The conversation hosted about 50 recognized filmmakers, actors, actresses, directors, producers, scriptwriters, leaders of the industry’s associations, and representatives from the Lagos State Government’s Ministry of Tourism Arts and Culture to a Symposium at Wheatbaker Lagos, Ikoyi.

“In Nigeria, Ford foundation focuses on social exclusion and impunity that surround the marginalisation of women, girls and persons in minority groups that are usually sidelined or disadvantaged in our communities,” Onyinye Onyemobi, a Ford Foundation representative, said in her opening remarks.

The symposium is part of a broader gender and disability project undertaken by Arden & Newton in partnership with Ford Foundation to produce written and visual documentation, hold dialogue and showcase the resilience of women with disabilities in resource producing communities in Nigeria. One of the outputs of the project is a critical analysis report on the representation of women with disabilities in Nollywood films. The preliminary findings of this report formed the core of the conversation at the symposium.

In his presentation, Oris Aigbokhaevbolo, a renowned cultural critic and writer, said the research, which considered a dozen movies across different genres, featured at least one female character with a disability.

“I have gone through a bunch of Nollywood films looking specifically for movies that have female characters who were people with disabilities,” said Aigbokhaevbolo. “I discovered that the characterisation of these women are not strong enough in the media, and as a result, people assume that this is their reality.”

In Nigeria, Nollywood wields a powerful influence that is often a determinant of audience behaviour. They watch the content portrayed on Nollywood screens, internalise it and accept it as a representation of reality.

As the conversation progressed, industry veterans, filmmakers, distributors, scriptwriters and producers agreed that the misrepresentation of persons with disabilities exists in Nollywood. But arguments were made about investors’ willingness to part with funds to tell these stories and the commercial appeal of these stories to the general public.

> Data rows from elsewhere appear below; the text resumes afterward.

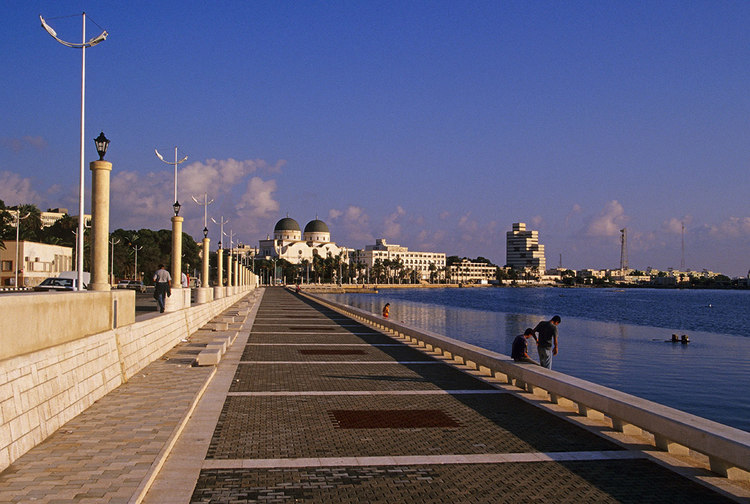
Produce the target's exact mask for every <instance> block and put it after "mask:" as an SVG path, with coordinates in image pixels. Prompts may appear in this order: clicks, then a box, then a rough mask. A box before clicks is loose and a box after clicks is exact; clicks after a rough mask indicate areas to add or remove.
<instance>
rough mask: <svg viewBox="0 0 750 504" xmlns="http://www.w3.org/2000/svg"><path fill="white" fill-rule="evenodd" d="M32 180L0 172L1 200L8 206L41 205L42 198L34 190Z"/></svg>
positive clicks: (37, 193) (13, 173)
mask: <svg viewBox="0 0 750 504" xmlns="http://www.w3.org/2000/svg"><path fill="white" fill-rule="evenodd" d="M32 187H33V183H32V181H31V179H30V178H21V176H20V175H18V174H16V173H12V172H9V171H3V172H0V200H3V201H4V202H5V204H6V205H8V206H13V205H25V204H34V205H39V204H40V201H41V197H40V196H39V193H37V192H36V191H35V190H34V189H33V188H32Z"/></svg>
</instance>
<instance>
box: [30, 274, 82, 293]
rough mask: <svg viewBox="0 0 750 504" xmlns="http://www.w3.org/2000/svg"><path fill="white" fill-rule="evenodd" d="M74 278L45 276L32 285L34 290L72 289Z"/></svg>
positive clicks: (55, 290) (72, 288)
mask: <svg viewBox="0 0 750 504" xmlns="http://www.w3.org/2000/svg"><path fill="white" fill-rule="evenodd" d="M74 282H75V280H73V279H72V278H56V277H54V278H46V279H44V280H43V281H42V283H40V284H39V285H37V286H35V287H34V290H35V291H38V292H44V291H72V290H73V285H74Z"/></svg>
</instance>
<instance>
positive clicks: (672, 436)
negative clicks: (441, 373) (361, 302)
mask: <svg viewBox="0 0 750 504" xmlns="http://www.w3.org/2000/svg"><path fill="white" fill-rule="evenodd" d="M306 295H307V296H309V297H311V298H313V299H315V300H316V301H318V302H320V303H321V304H323V305H325V306H328V307H330V308H332V309H334V310H336V311H339V312H340V313H343V314H344V315H346V316H349V317H352V318H354V319H356V320H361V321H363V322H367V323H369V324H371V325H373V326H375V327H377V328H379V329H382V330H384V331H385V332H391V333H392V334H393V335H394V336H396V337H399V338H402V339H404V340H406V341H408V342H410V343H414V344H417V345H419V346H421V347H424V348H425V349H426V350H430V351H433V352H439V353H441V354H442V355H444V356H446V357H450V358H452V359H454V360H457V361H459V362H462V363H464V364H466V365H468V366H470V367H472V368H474V369H477V370H479V371H482V372H484V374H486V375H488V376H494V377H497V378H500V379H502V380H505V381H507V383H509V384H513V385H516V386H518V387H520V388H522V389H525V390H526V391H528V392H531V393H534V394H536V395H539V396H541V397H547V398H548V399H549V400H550V401H551V402H553V403H566V402H567V403H568V404H570V405H571V406H573V407H574V408H575V409H576V410H577V411H578V414H580V415H583V416H590V417H600V418H603V417H607V418H609V419H610V421H611V423H612V428H613V429H614V430H617V431H620V432H625V433H636V434H637V433H640V432H643V431H645V432H647V433H650V434H651V435H653V438H654V443H655V446H656V448H659V449H661V450H665V451H669V452H673V453H683V454H686V453H688V452H689V450H694V451H696V452H698V453H701V454H703V455H706V456H707V457H708V459H709V463H710V467H711V470H712V471H714V472H715V473H717V474H719V475H721V476H724V477H728V478H731V479H739V480H750V432H746V431H743V430H740V429H735V428H733V427H729V426H727V425H723V424H720V423H718V422H714V421H712V420H708V419H706V418H702V417H699V416H696V415H691V414H690V413H685V412H684V411H680V410H677V409H674V408H670V407H668V406H664V405H662V404H658V403H655V402H652V401H648V400H646V399H642V398H640V397H637V396H633V395H630V394H626V393H624V392H620V391H619V390H614V389H611V388H608V387H604V386H601V385H597V384H595V383H591V382H588V381H586V380H581V379H579V378H575V377H572V376H569V375H566V374H563V373H558V372H556V371H552V370H550V369H545V368H542V367H540V366H534V365H529V364H519V363H516V362H514V361H513V360H512V359H511V358H510V357H508V356H507V355H503V354H499V353H495V352H491V351H489V350H486V349H484V348H480V347H477V346H475V345H471V344H469V343H464V342H462V341H457V340H454V339H452V338H448V337H447V336H443V335H440V334H435V333H432V332H429V331H425V330H421V329H416V328H413V327H409V326H406V325H404V324H398V323H396V322H393V321H390V320H385V319H383V318H382V317H380V316H379V315H376V314H373V313H370V312H367V311H364V310H360V309H358V308H355V307H353V306H349V305H345V304H341V303H336V302H333V301H330V300H328V299H324V298H321V297H319V296H315V295H312V294H306ZM738 400H741V398H738Z"/></svg>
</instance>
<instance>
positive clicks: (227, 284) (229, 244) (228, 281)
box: [227, 229, 234, 294]
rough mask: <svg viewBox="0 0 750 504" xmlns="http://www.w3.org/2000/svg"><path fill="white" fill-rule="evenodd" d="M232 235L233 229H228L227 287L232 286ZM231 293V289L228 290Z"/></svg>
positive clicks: (232, 234)
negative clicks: (231, 229)
mask: <svg viewBox="0 0 750 504" xmlns="http://www.w3.org/2000/svg"><path fill="white" fill-rule="evenodd" d="M233 236H234V231H232V230H231V229H230V230H229V258H228V259H227V287H229V288H230V289H231V288H232V287H233V284H232V267H233V264H232V248H234V242H233V241H232V237H233ZM230 292H231V293H232V294H234V292H233V291H231V290H230Z"/></svg>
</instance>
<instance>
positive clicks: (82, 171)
mask: <svg viewBox="0 0 750 504" xmlns="http://www.w3.org/2000/svg"><path fill="white" fill-rule="evenodd" d="M82 17H83V22H82V35H81V43H80V44H78V43H75V42H67V41H65V40H62V39H60V38H59V37H58V36H57V32H55V30H53V29H52V27H51V26H50V25H48V24H47V22H46V21H45V20H44V18H43V17H42V16H39V20H40V21H41V22H42V28H44V29H45V30H46V31H47V33H49V34H50V35H51V36H52V38H54V39H55V40H57V41H58V42H60V43H61V44H62V45H64V46H66V47H72V48H73V49H80V50H81V168H80V174H79V184H78V235H77V236H76V238H77V246H78V250H79V251H81V252H80V253H79V254H78V257H77V259H76V261H77V265H76V270H77V272H78V275H77V276H78V283H77V285H76V286H75V288H76V290H79V291H80V290H83V288H84V287H83V252H82V251H83V224H84V220H85V218H84V213H83V198H84V186H85V183H84V182H85V179H84V167H83V165H84V163H83V143H84V141H83V130H84V110H85V104H86V48H87V47H93V46H95V45H96V44H98V43H100V42H104V40H105V39H106V38H107V36H108V35H109V34H108V33H107V31H106V30H104V31H102V32H101V33H100V34H99V35H98V36H96V37H94V38H92V39H90V40H88V41H86V13H85V12H84V13H83V14H82Z"/></svg>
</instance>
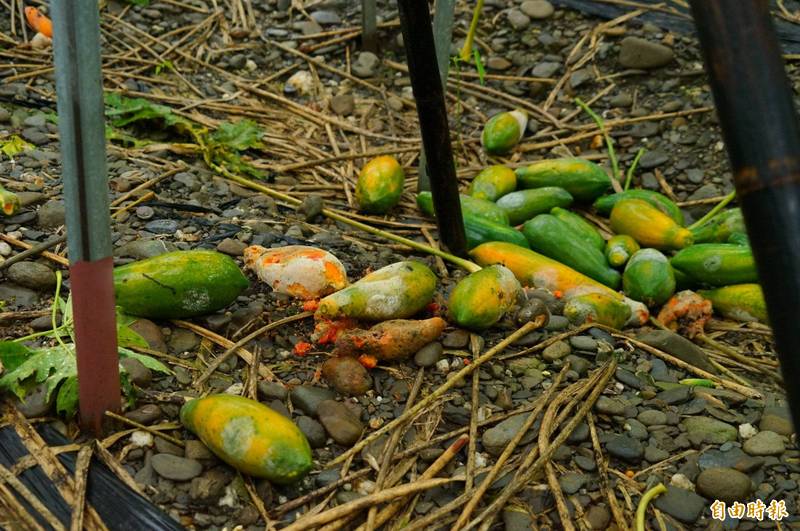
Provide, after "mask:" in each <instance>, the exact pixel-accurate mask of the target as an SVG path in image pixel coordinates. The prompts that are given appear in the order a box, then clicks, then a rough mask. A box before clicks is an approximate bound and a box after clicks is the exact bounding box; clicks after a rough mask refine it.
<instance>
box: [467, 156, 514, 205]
mask: <svg viewBox="0 0 800 531" xmlns="http://www.w3.org/2000/svg"><path fill="white" fill-rule="evenodd" d="M516 189H517V174H516V173H514V170H512V169H511V168H507V167H505V166H502V165H499V164H498V165H495V166H489V167H488V168H485V169H483V170H482V171H481V172H480V173H479V174H478V175H476V176H475V178H474V179H472V182H471V183H469V188H467V193H468V194H469V195H470V196H472V197H474V198H475V199H485V200H487V201H497V200H498V199H500V198H501V197H503V196H504V195H506V194H508V193H511V192H513V191H514V190H516Z"/></svg>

“Film business is business,” said Dorothy Njemanze, a Nollywood producer and social activist.

 “There are a lot of stories about persons with disabilities, but how many people are ready to fund these stories? Generally, filmmaking is a risk; will investors be willing to take that risk and produce movies about persons with disabilities,” she said.

Uyaiedu Ikpe-Etim, a filmmaker and producer, said that the inclusion of women with disabilities in Nollywood does not necessarily mean they must produce a separate movie for them.

“A movie like the wedding party, for instance, might feature a woman with a disability as the lead character. If it’s a strong character, that might even endear the character to viewers,” she said”.

However, featuring persons with disabilities prominently in Nollywood, training actors and the society on what disability means is surely needed.

“Stakeholders also agreed that understanding disability in Nigeria is the first approach to provide the right idea for Nollywood producers.

In his closing remarks, Creative Director at Arden and Newton, Perez Tigidam said the symposium has ignited a long-overdue conversation and will serve as a model for future dialogue.

“Today’s discussion has been long overdue for years in the Nollywood industry, and I’m glad we started that conversation today with valid suggestions from industry stakeholders capable of implementing them,” he said.